As the world celebrated the New Year with firework shells and shooting comets, the Palestinians in the bombed-out Gaza Strip began it to the deafening sound of Israeli missiles.
"Our music for the New Year is the sound of Israeli warplanes, our lights for the New Year is the fire made by Israeli missiles," Raed Samir, 32, told the International Middle East Media Center (IMEMC) reported on Thursday, January 1.
Even New Year messages shared by Palestinians conveyed the same feeling.
"Look outside, F-16 jet fighters are smiling for you, missiles are dancing for you, zannana [drones] are singing for you," read a SMS received by Fathi Tobal from his friend.
"While other people around the world celebrate, it seems the Israeli air force is trying to save us the cost of fireworks," he said cynically.
Israel launched nearly 30 New Year strikes by air and sea on battered Gaza, a coastal enclave of 1.6 million.

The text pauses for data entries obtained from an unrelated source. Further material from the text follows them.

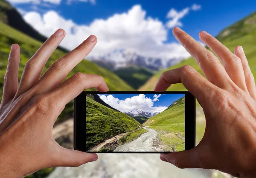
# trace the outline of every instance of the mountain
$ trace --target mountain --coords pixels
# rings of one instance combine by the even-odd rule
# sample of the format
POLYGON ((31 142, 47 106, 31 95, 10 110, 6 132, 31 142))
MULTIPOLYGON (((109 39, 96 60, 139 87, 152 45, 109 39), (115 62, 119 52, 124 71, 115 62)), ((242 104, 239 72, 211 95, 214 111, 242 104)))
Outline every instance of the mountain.
POLYGON ((144 123, 148 119, 147 117, 141 115, 133 117, 133 118, 141 124, 144 123))
POLYGON ((142 110, 139 109, 136 109, 129 111, 128 113, 125 113, 127 115, 131 116, 134 117, 137 116, 145 116, 148 118, 152 117, 158 114, 159 112, 156 113, 149 113, 148 112, 143 111, 142 110))
MULTIPOLYGON (((18 11, 5 0, 0 0, 0 22, 41 42, 44 42, 47 39, 27 23, 18 11)), ((58 49, 66 53, 69 51, 59 46, 58 49)))
POLYGON ((135 65, 119 68, 113 72, 135 90, 143 85, 154 74, 148 69, 135 65))
POLYGON ((157 71, 166 68, 183 60, 181 58, 162 59, 146 57, 131 50, 116 50, 105 55, 90 59, 99 65, 107 68, 111 71, 130 65, 144 68, 151 71, 157 71))
MULTIPOLYGON (((100 102, 103 102, 102 100, 100 102)), ((132 117, 100 102, 86 97, 86 146, 88 149, 116 135, 142 126, 132 117)))
POLYGON ((116 109, 115 109, 113 107, 111 107, 109 105, 106 103, 103 100, 100 99, 99 95, 98 95, 97 94, 87 94, 86 95, 86 96, 92 99, 93 99, 96 102, 102 105, 103 106, 105 106, 105 107, 108 107, 109 108, 113 109, 113 110, 115 110, 116 111, 120 112, 116 109))
MULTIPOLYGON (((225 28, 217 36, 216 38, 231 51, 234 51, 236 46, 239 45, 242 46, 252 72, 254 76, 256 76, 256 12, 225 28)), ((190 57, 165 70, 159 71, 139 90, 152 90, 160 75, 164 71, 177 68, 185 65, 192 66, 204 76, 197 63, 192 57, 190 57)), ((187 90, 182 84, 177 84, 172 85, 167 90, 186 91, 187 90)))

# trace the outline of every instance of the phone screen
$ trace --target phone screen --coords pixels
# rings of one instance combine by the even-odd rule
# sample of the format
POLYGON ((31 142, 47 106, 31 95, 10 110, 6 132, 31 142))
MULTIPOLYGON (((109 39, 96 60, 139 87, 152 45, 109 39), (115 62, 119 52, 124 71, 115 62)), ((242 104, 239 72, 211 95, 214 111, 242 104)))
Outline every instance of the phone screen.
POLYGON ((87 152, 185 150, 184 93, 86 93, 87 152))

Four people, including two women, were killed and scores others wounded when Israeli warplanes bombed a house in the southern city of Rafah.
Aircraft also destroyed the headquarters of the Palestinian Legislative Council, parliament, and the buildings of the education and justice ministries.
Hundreds of houses around the targets have been destroyed.
A later strike on a five-storey house in Jabaliya killed senior Hamas leader Nizar Rayan and nine family members, including his seven and ten-year-old children.
This takes to more than 412 the number of Palestinians killed in massive Israeli strikes since Saturday.
Many Palestinians feel being abandoned and betrayed by the international community.
"This world should wake up; instead of dancing and drinking, they should move right away to stop the new holocaust being waged against the civilian population of Gaza," said Asad Abu Sharekh, a university professor and political analyst.
"The alleged international community must move to protect the legitimate rights of a people under occupation."
The UN Security Council failed Wednesday to vote on an Arab draft demanding an immediate ceasefire over objections from the US, Israel’s main ally.
"Can you imagine, we are now crowded into my small two-room apartment, as my parents, sisters and brothers have been forced to stay with me for fear of the Israel air raids on their neighborhood," said Marwan, 40.
He is now hosting 25 family members after they fled their homes under the Israeli blitz.
The attacks have forced many families to flee their homes and take refuge with relatives or in school buildings.
"As you see, warplanes are casting fear everywhere," said Hamada Hammad, 22.
"I hope that young people outside will do something in solidarity with us, the youth of Palestine."
Palestinians usually welcome New Year with greetings such as "Kul am wa antum bi khair" (May you be safe and well every year).
This year the messages were "Kul qasif wa antum bi khair" (May you be safe after every bombing."